Il jazz durante il fascismo è stato visto, almeno fino a prima dell’opera di Cerchiari, come una forma musicale del tutto proibita. In prima linea in questa visione è La storia della canzone italiana di Gianni Borgna (1985) e ancor prima di lui Paquito del Bosco e le sue schede sul Fonografo italiano della fine degli anni Settanta. Tutti questi studi sono ampiamente citati nel testo di Cerchiari oltre a numerosi scritti d’epoca tra cui saggi e periodici.

Ma in cosa consiste la novità del lavoro di Cerchiari?

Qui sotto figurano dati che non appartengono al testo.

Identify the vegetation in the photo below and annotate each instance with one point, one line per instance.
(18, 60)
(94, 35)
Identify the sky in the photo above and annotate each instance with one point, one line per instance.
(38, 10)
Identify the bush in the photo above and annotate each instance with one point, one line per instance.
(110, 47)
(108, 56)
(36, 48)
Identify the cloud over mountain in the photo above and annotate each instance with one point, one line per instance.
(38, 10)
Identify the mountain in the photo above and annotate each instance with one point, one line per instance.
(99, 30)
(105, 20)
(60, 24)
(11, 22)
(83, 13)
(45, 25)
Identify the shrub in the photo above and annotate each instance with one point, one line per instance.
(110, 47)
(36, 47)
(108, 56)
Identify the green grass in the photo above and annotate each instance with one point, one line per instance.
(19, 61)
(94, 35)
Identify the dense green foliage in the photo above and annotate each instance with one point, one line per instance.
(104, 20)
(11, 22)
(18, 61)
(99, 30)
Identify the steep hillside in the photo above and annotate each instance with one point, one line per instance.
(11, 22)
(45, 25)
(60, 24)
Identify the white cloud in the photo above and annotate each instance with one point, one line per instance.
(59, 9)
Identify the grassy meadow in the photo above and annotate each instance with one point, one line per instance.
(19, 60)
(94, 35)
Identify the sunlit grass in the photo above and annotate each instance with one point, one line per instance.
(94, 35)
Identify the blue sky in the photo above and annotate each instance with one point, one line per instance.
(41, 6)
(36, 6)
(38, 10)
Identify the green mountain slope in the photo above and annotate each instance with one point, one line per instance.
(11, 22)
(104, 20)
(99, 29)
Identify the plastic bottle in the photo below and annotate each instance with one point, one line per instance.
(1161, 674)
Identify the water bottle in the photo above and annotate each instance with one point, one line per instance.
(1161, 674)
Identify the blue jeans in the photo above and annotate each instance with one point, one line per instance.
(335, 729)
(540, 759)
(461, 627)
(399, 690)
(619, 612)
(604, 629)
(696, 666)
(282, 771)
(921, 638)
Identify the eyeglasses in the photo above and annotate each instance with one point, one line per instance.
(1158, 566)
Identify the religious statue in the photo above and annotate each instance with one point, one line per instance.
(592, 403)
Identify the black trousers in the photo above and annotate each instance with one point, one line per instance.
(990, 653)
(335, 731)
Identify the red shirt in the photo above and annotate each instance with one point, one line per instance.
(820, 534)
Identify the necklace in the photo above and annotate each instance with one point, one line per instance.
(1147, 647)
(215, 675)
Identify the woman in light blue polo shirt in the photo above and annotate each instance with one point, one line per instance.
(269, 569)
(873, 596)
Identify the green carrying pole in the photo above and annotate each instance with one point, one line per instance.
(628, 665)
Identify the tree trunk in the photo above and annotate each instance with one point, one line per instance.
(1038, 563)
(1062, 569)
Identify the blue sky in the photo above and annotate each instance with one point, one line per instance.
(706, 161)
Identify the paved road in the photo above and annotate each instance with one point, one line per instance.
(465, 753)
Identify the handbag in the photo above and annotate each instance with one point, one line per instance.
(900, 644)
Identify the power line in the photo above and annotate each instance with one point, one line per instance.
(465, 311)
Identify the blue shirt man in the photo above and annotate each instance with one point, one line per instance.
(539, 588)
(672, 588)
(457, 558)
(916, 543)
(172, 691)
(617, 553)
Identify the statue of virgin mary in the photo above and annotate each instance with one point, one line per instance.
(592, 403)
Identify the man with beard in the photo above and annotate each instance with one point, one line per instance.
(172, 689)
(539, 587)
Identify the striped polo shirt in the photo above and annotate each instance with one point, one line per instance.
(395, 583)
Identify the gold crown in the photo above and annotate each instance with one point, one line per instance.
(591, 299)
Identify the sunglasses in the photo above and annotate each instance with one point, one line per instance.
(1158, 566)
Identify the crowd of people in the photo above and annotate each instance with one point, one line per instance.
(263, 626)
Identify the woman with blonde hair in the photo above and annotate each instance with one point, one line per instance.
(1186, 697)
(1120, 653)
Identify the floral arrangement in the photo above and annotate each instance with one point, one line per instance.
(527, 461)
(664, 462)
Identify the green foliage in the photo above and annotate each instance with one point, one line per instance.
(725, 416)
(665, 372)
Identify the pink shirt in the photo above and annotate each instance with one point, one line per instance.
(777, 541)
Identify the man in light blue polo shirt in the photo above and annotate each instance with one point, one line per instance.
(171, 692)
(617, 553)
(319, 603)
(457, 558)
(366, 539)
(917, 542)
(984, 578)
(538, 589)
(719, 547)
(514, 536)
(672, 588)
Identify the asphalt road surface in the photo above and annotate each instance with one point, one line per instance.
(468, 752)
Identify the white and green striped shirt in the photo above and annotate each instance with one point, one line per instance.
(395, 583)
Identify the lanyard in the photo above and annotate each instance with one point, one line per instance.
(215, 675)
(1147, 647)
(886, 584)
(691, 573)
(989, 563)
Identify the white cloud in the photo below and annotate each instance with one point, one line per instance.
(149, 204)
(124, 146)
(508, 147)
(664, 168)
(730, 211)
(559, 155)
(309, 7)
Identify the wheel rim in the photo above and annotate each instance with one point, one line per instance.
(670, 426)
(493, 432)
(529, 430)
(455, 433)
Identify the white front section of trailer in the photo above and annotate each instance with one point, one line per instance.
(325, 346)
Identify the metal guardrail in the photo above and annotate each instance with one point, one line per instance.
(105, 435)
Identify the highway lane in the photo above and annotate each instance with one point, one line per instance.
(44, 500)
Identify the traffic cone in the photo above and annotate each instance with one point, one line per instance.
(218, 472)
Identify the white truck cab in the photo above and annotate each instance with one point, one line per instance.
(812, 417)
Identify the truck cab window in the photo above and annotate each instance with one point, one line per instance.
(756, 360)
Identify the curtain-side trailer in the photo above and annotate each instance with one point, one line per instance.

Borgna affrontato sommariamente l’argomento canzone mentre Cerchiari costruisce le sue tesi con una robusta bibliografia soffermandosi sul periodo del fascismo e utilizza il volume di Mazzoletti – Il jazz in Italia dalle origini alle grandi orchestre (1983) – come un grande bacino da cui attingere per il caso specifico del jazz.

Si può dire che il volume di Cerchiari sia stato il primo studio sistematico sull’argomento jazz e fascismo. Mazzoletti, per fare un esempio, ha dedicato pochissima attenzione ai cantanti e più in generale al canto jazz esprimendo severi giudizi su alcuni maestri come Segurini o Consiglio, definendoli entrambi «oltremodo distanti dal jazz». L’affermazione è discutibile, ma si può comprendere se si considera come jazz soprattutto la sua forma hot e non quella straight o ritmosinfonica.

Borgna, che per i suoi trascorsi politici e la sua conseguente posizione di rilievo, si accanirà in modo del tutto gratuito contro il Trio Lescano, non solo non riconoscendo alle tre Sorelle i loro meriti jazzistici ma addirittura definendole «gracili e smunte».

Cerchiari, nelle sue argute riflessioni, non nega la presenza del jazz durante il fascismo ma – allo stesso tempo – non ne riconosce il ruolo predominante nella canzone di quel periodo. Alcune canzoni sincopate sono ancora presentate come canzoni della fronda e anche le italianizzazioni dei testi italiani vengono viste solo come una sorta di meccanismo per aggirare la censura fascista. È anche presentata l’italianizzazione del nome Louis Armostrong in Luigi Braccioforte – diceria ancor oggi ampiamente diffusa – e solo recentemente messa in discussione.

Il lavoro di Cerchiari è ovviamente una ricerca figlia del suo tempo, ma che risulta ancor oggi attualissima, ponendosi come un punto di partenza obbligatorio per chi vuole affrontare l’argomento. Al libro di Cerchiari, e alle sue ricerche, si sono ispirati i volumi: Jazz Italian Style di Anna Harwell Celenza del 2017 (tradotto in italiano nel 2018 con il titolo Jazz all’italiana) e Tutto è ritmo, tutto è swing di Camilla Poesio del 2018.

Oggi le ricerche più recenti sono maggiormente disposte a riconoscere la presenza del jazz in Italia nel periodo fascista. Poesio, in modo più prudente, ne ha studiato la diffusione e l’ascolto, mentre Celenza è stata la prima ad affermare che il jazz sia stato voluto, e in alcuni casi, addirittura promosso dal regime.

Verrà a questo punto spontaneo chiedersi come sia possibile che nella storiografia ci siano punti di vista così diametralmente opposti. Come ha sostenuto Celenza, nel dopoguerra gli artisti hanno dovuto riscrivere la loro storia prendendo le distanze dal regime. E gli studi, se pensiamo a Del Bosco o Borgna, hanno avuto piacere a sostenere –  e a non mettere in discussione – il racconto degli artisti.

Con il suo pionieristico lavoro Cerchiari è stato il primo a propendere per la presenza, in qualche modo autentica, del jazz nella musica italiana nel periodo fascista, aprendo alla visione che ne abbiamo oggi.